A voice for the voiceless in Maryland’s overdose crisis

By Carolyn Thangawng

The writer is medical director for Recovery Centers of America Capital Region.

Earlier this year, I attended the Community Overdose Action Town Hall Series in Charles County. Maryland’s Office of Overdose Response held town halls across the state to hear from the community about ways to address the overdose crisis.

As an addiction medicine physician and medical director of Recovery Centers of America Capital Region, an addiction treatment center in Waldorf, I welcomed the opportunity to provide my perspective on addressing substance use disorder (SUD) and overdose in the state.

One of the most important things to understand about addiction is that it is not an individual disease. Addiction often carries collateral damage affecting family, housing, mental health and employment. Children in particular are greatly affected by addiction in the household.

Addiction and mental illness often occur together. Social determinants of health, racial disparities and treatment access are exacerbating factors. It is logical, therefore, that the criminal justice system represents the foremost referral source to addiction treatment.

Given this landscape, my testimony focused on ways I believe we can make a difference in reducing the impact of SUD on the county level and in Maryland more broadly. Although there are no easy solutions to this multi-pronged problem, I’m resharing my ideas here, including areas I believe are critically in need of funding now.

Addressing mental illness: Mental Illness and addiction are largely co-occurring. Legislation is needed to allow emergency medical services to take a patient to the closest hospital with psychiatric beds, rather than the closest hospital, which may not have onsite psychiatric services or beds.
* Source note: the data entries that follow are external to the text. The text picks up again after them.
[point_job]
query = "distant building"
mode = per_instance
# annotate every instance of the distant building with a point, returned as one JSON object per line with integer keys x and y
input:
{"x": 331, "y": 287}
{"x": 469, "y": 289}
Mobile crisis teams: These teams consist of mental health professionals dispatched to provide immediate assessment and treatment to people experiencing a psychiatric emergency. They go to the individual and provide services where the person is located. Teams work with crisis intervention agencies, shelters and others to help patients find treatment and/or shelter.

Low-barrier mobile buprenorphine vans: Also known as street medicine, these readily accessible units park in high-need communities and are staffed with nurse practitioners or physicians who can treat opioid use disorder. They initiate Buprenorphine, which can reduce relapse by 50% and refer patients to local primary care for follow-up.

Supporting children: When we talk about the opioid epidemic, we must talk about the trauma epidemic experienced by the children of those who struggle with addiction. We need to establish evidence-based resiliency and coping/emotional regulation curriculum starting in elementary school.

Funding for treatment of incarcerated individuals: The No. 1 cause of post-release fatality is overdose due to loss of tolerance when medication-assisted treatment (MAT) is not provided to incarcerated individuals. Under new Maryland law, the State Opioid Use Disorder Examination and Treatment Act, jails must provide all forms of medication-assisted treatment. Funding – not as grants but as line items in the state budget – is desperately needed to staff jails to expand treatment access. Funds are also needed for releasing incarcerated individuals to be transported to their community MAT appointment.

I’m pleased the state of Maryland has opened a forum where addiction treatment experts and those affected by the overdose epidemic can share ideas. The dialogue must continue. I invite my fellow Marylanders to join me in being a voice for the voiceless.

It’s time to put words into action. As state officials and legislators consider ways to put the opioid settlement payments to the best use, I ask that they remember the important feedback shared during the town halls and commit to funding these programs. Especially in the correctional setting when resources are spread thin, it’s essential that financial support for these programs is built into correctional budgets, rather than solely as time-limited grant opportunities.